I was just going to say if it is vintage O gauge Bassett Lowke, you might consider resoldering to original condition with soft solder. The 4% will work. If you go with regular solder use 50/50 solid wire with acid flux. Match the flux and solder per manufacture's instructions. The parts are already "tinned" so resoldering should not be too difficult.

As an editorial comment this water based flux they sell now is absolutely worthless. For 50/50 use the nasty, smoky, brown acid paste.


----------



## thumper (Jan 31, 2009)

*THANK YOU, THANK YOU, THANK YOU!*

First, let me provide a few facts to let you know why I'm where I am in this project.

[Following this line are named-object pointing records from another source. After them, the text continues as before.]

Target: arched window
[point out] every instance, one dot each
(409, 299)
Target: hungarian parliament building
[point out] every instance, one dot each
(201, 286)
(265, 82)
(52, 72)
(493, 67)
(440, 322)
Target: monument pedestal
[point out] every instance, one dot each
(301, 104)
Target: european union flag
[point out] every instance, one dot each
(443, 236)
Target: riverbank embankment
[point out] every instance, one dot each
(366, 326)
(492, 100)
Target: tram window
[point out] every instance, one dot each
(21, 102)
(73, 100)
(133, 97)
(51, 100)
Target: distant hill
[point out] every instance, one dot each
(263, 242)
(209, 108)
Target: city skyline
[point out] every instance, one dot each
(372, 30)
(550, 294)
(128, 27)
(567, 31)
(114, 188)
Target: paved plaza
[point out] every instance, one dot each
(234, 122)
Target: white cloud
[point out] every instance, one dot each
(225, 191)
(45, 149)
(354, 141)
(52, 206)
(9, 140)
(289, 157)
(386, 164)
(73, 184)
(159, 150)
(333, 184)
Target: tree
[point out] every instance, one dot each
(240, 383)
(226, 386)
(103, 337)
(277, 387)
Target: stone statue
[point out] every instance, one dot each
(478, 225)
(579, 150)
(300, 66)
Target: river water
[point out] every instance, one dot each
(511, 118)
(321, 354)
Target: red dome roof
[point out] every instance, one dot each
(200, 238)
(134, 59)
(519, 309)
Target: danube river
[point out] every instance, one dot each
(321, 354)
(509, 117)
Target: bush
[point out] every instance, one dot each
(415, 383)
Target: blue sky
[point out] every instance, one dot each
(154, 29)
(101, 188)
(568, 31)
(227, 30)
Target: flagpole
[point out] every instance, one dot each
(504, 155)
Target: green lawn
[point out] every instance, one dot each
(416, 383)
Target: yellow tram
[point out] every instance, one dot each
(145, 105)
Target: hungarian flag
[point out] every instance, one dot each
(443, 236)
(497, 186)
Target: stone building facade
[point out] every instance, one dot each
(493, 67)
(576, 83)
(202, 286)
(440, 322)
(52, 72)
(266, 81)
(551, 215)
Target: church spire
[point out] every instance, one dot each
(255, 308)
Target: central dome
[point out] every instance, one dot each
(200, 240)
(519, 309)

I purchased the loco from a U.K. seller on Ebay who thought he was doing me a favor by crudely stripping the paint. In the process, scratched the sheet metal, so I'm going to refinish it completely. 

Before doing anything, I tried to test it on air [+/- 25 lbs.]. Not only did the loco not run, the front of the boiler blew off revealing the fact that the original joint was only about 80% complete. How it ran in the first place, I don't know other than to say the back of the boiler front was packed with crud. Some of this same crud has plugged the steam lines so that has to be cleaned out too.

As for soldering, I was not thinking of disassembling the entire loco and then reassembling it with silver solder, only reattaching the boiler front with silver solder. From the above, I think I will not go the silver solder route, but I will use a high quality solder with a proper flux.

As for the project, can anyone tell me where I might find a replacement whistle and valve?

Thanks again for the many good suggestions.

Kind regards to all.

Will


----------



## xo18thfa (Jan 2, 2008)

It sounds like a good plan to me. Using the flux matched to the solder is a big deal now-a-days. And getting everything clean as possible.

If the fix does not work out, the old boiler can be the pattern for a new one. But hopefully the original will get back to new condition. 


The engine would not turn at 25 PSI?? Wonder if the piston packing and/or other gland packings are "gooped" In the old days packings were with asbestos graphite yard. Graphite yard can deteriorate, get "icky" or break down over time. Maybe it needs an overall tear down, overhaul and clean up. Can't get asbestos anymore, but regular graphite yard works. Plumbing shops have it.


----------



## Phippsburg Eric (Jan 10, 2008)

I would bet that the front of the boiler was only the weakest link, probably other joints are deteriorated as well. I would say that you should at least clean what you have down to bare metal and resolder all the joints...not an easy task I am sure...again maybe starting from new with silver solder? It might be easier to replace steam lines than trying to un-plug them? 

soft solder can deteriorate by chemical corrosion especially if water is left in the boiler. Silver solder is more corrosion resistant as well as being much stronger and having a higher melting temperature.


----------